A report by the Department of Planning indicates that the number of adult female cyclists in the city is growing faster than that of men. The male-to-female ratio has dropped yearly since 2003. Some of these women seem to view their bikes, equipped with high-end saddle bags and bells, as a stand-in for a car — in their way, as efficient and status-laden. “My bike is like a Suburban, but that’s the Texan in me talking,” said Ms. Rose, who moved to New York from Dallas and can be spied any day of the week pedaling uptown from her home in TriBeCa, her children and Stitch, her terrier, in tow in a seating compartment that is attached to the tricycle.
“A bike in New York City is sort of what a convertible is in Los Angeles,” said Bonnie Morrison, a fashion publicist who gave up her fancy mountain bikes years ago, preferring to scoot around the city on a boy’s Raleigh Chopper from the ’70s. Its low-riding banana seat, ultrawide handlebars and nonfunctioning speedometer are part of its charm, Ms. Morrison said.
So, too, is its off-kilter cool. Ms. Morrison once planned an outfit to complement her little chopper: a chambray shirt flat sandals and a patterned ’50s-inspired Prada skirt. “I saw myself as this very chic, carefree Parisian on a moped with an Hermès bag and the wind in my hair,” she said.

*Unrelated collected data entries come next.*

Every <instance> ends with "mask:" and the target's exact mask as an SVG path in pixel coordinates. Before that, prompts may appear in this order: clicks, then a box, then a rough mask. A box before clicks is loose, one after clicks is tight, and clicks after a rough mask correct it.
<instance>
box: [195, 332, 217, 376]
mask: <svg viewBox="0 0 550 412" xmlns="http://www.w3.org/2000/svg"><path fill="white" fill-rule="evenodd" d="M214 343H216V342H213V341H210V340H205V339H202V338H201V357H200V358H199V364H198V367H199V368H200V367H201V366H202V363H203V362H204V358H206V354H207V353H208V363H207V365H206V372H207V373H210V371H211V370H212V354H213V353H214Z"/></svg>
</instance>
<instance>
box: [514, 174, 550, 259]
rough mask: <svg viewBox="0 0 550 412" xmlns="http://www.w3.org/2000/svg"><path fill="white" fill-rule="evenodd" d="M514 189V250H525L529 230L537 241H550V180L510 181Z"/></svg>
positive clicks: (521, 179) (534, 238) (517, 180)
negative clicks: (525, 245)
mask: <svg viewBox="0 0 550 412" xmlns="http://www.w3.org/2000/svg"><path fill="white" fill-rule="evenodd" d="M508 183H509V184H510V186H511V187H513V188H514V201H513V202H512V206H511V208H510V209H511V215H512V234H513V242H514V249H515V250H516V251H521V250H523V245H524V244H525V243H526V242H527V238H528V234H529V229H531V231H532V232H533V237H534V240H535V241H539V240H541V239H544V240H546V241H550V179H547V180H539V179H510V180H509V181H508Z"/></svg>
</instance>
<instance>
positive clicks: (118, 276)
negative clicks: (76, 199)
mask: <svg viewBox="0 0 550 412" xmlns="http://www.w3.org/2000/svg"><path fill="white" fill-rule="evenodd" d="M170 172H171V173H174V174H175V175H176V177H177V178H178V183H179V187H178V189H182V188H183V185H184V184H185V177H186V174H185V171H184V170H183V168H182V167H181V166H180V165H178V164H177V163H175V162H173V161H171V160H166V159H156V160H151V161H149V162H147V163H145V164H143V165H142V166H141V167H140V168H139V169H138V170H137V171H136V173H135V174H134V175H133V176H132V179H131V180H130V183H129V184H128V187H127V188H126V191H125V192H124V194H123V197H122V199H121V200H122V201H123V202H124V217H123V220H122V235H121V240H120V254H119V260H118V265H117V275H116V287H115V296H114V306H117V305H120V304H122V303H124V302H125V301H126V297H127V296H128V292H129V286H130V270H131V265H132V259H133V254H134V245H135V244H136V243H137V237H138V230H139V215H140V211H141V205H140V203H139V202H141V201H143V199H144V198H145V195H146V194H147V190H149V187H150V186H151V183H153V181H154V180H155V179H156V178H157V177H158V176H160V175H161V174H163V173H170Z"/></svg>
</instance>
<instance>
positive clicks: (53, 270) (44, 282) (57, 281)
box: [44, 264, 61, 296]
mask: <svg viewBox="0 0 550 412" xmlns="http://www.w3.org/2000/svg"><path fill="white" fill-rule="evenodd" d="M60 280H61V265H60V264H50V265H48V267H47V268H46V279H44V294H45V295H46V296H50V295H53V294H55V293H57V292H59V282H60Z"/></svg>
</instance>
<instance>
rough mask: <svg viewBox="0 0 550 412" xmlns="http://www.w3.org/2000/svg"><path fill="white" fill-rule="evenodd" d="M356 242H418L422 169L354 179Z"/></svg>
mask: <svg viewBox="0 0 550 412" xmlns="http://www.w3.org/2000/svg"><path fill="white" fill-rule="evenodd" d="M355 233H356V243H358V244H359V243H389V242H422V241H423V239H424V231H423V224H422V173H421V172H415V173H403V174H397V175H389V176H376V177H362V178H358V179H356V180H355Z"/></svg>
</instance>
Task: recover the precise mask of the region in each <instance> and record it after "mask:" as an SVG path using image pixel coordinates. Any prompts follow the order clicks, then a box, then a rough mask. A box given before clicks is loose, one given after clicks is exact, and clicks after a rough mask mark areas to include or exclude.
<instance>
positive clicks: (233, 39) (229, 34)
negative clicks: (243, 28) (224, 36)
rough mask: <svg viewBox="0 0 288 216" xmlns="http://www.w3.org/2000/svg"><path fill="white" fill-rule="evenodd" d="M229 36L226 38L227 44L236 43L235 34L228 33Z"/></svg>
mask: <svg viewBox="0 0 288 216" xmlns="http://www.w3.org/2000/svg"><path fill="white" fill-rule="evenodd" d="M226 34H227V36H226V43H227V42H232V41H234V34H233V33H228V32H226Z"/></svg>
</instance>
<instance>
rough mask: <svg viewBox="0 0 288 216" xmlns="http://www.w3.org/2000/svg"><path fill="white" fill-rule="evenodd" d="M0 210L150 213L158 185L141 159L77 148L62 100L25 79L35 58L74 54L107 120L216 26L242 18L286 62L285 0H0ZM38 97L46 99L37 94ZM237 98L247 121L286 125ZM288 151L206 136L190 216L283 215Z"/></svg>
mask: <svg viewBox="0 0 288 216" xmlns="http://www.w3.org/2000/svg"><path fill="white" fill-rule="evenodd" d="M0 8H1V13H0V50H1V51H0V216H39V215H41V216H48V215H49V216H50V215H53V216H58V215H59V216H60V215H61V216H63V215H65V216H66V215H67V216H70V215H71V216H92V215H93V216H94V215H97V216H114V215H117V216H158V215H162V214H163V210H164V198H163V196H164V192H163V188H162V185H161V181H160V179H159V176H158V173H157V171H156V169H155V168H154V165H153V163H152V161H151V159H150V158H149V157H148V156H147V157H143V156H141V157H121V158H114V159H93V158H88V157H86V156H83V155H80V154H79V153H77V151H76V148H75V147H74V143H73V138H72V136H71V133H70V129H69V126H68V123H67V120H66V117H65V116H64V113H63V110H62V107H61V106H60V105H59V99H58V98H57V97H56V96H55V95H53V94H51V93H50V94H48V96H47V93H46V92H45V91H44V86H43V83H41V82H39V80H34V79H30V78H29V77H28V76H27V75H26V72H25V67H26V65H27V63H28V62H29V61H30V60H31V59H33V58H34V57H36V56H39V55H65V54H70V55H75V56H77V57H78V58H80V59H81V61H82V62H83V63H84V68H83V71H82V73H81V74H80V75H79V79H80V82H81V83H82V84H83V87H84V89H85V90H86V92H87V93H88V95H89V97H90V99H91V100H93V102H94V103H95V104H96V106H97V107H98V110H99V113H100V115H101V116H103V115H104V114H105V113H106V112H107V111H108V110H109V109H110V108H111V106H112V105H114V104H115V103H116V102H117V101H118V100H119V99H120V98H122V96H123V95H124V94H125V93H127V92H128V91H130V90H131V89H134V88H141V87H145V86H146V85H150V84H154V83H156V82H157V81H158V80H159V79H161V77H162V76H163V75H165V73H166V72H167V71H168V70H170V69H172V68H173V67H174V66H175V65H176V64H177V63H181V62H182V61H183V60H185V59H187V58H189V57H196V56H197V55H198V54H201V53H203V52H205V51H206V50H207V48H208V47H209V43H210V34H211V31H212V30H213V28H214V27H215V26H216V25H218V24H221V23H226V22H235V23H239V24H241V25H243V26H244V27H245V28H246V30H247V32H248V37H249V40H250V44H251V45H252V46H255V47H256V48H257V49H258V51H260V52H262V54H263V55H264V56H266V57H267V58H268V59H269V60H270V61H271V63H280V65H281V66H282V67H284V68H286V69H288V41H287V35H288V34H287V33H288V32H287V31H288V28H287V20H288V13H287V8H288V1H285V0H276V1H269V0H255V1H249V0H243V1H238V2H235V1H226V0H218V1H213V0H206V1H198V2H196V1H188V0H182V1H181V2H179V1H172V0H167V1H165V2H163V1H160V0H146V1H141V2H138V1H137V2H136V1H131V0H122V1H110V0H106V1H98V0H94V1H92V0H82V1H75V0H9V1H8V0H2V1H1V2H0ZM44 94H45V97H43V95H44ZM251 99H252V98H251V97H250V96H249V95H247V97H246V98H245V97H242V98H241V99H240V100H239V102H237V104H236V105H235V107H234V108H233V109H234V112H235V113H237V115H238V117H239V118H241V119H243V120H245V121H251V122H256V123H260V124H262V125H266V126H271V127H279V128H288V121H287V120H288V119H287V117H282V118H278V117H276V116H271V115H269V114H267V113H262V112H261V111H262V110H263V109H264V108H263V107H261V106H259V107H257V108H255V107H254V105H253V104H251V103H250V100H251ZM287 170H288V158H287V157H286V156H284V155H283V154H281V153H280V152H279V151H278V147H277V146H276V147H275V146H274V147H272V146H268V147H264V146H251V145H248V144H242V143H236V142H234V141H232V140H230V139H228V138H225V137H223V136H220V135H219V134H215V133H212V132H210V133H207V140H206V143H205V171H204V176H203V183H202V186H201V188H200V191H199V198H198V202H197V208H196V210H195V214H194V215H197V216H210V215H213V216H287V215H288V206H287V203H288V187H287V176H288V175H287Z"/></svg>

The reality, however, was sobering. It turned out that her skirt was too snug for propriety. “Besides,” she said, “at times, when I see my reflection in a shop window, I think, Oh my God, I look like a 35-year-old on a child’s bike.” It’s an image that, she said, “I just have to put out of my mind.”
On a blustery morning last week in Williamsburg, Brooklyn, Lee Dares, a model newly arrived from Toronto, wore a girlishly bibbed sweater, a navy blazer, Ann Demeulemeester roughrider boots and vintage Gucci sunglasses, her look accessorized with a borrowed Schwinn Le Tour. Ms. Dares has her heart set on a Raleigh single-speed, once she settles in. “I know, that’s so hipster,” she said sheepishly, “but everyone in Brooklyn rides one.”